In the 2019-2021 budget, we allocated $8.8 million for UW-Madison, UW-Platteville and UW-River Falls to reprioritize and restore focus on dairy innovation in Wisconsin. This collaborative effort is working well with researchers and experts on all of the campuses sharing information and data. There is tremendous enthusiasm for the problem-solving, innovation and out-of-the-box thinking taking place among these three campuses. I am very optimistic that this collaboration will continue to produce strong results.
Dr. Tera Montgomery, Professor of Dairy and Animal Science and the UW-Platteville campus liaison for the DIH, introduced me to several researchers, discussed their projects and took me on a tour of Pioneer Farm. As the Senate lead on this important initiative, I have been monitoring the progress of the DIH to ensure that our tax dollars are wisely invested and productive.

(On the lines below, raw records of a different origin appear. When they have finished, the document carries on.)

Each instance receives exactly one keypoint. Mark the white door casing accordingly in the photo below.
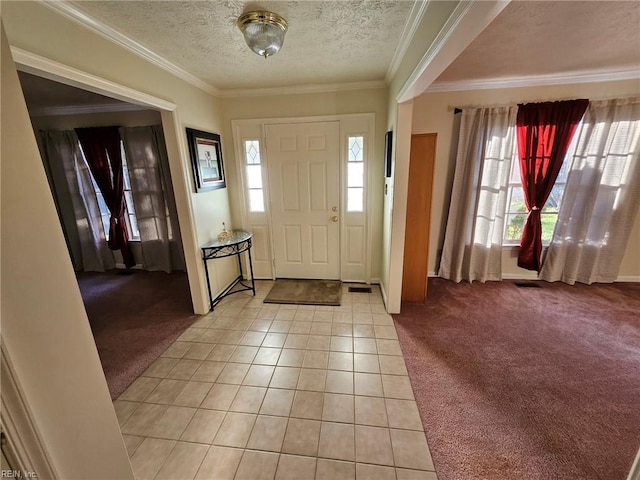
(304, 184)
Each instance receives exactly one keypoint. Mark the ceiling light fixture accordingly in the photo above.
(263, 32)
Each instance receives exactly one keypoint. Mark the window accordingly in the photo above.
(355, 174)
(255, 193)
(130, 212)
(516, 214)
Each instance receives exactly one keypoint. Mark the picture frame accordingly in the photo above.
(388, 147)
(205, 150)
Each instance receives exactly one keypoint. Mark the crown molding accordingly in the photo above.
(535, 80)
(410, 28)
(84, 109)
(47, 68)
(303, 89)
(438, 43)
(72, 13)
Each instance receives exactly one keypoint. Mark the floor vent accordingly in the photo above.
(528, 285)
(359, 289)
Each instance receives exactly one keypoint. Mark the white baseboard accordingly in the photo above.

According to Dr. Montgomery, the long-game for the DIH is to “make a significant difference for Wisconsin’s land/water, cow health and the well-being of the dairy farmer and their business.” Their four priority areas include land and water sustainability, animal health, uses for milk beyond food and growing farm businesses and rural communities for the future.
I was impressed by the creative thinking and research taking place on all three campuses. Dr. Montgomery told me about several of the ideas they are studying and questions they are asking, including:
Can we feed cows a specific diet to produce milk for people with allergies, dietary restrictions and niche markets?

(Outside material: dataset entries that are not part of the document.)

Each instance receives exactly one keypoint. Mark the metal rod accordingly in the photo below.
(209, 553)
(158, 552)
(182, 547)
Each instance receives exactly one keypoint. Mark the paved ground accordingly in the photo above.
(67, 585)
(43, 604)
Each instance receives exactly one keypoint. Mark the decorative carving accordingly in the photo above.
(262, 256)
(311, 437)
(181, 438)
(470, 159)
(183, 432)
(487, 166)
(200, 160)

Are there ways to add value to the waste coming from the farm? Alternative uses for waste?
Dairy farming has become very technological. How do we protect the technology and data on the farm from cybersecurity threats?
Are there ways for farmers to make money off of all of the data they are collecting?
Plant-based proteins are currently used in 3D printing; can we use the proteins in waste milk for the same purposes?
Can we use evaporators on the farm to reduce the amount of water (in the milk) that we are hauling to cheese plants, rather than transporting heavy tanks of product that is then disposed of as waste?
How can farmers market their product more directly to consumers and what would that take?
How can we use technology to help us do the jobs we WANT to do and fewer of the jobs that we struggle to fill (milking, cheese-making, cleaning and other labor-intensive jobs), as we see a decline in the number of young people in rural communities?
… and more.
These are the types of questions and projects that will continue to make Wisconsin a dairy superpower. I am also encouraged by the collaboration among the campuses. Dr. Montgomery told me that the connections among researchers is uniquely productive and open. They are sharing files, data and ideas across campuses, which doesn’t always happen. I am very happy to know that everyone involved in the DIH is pulling in the same direction.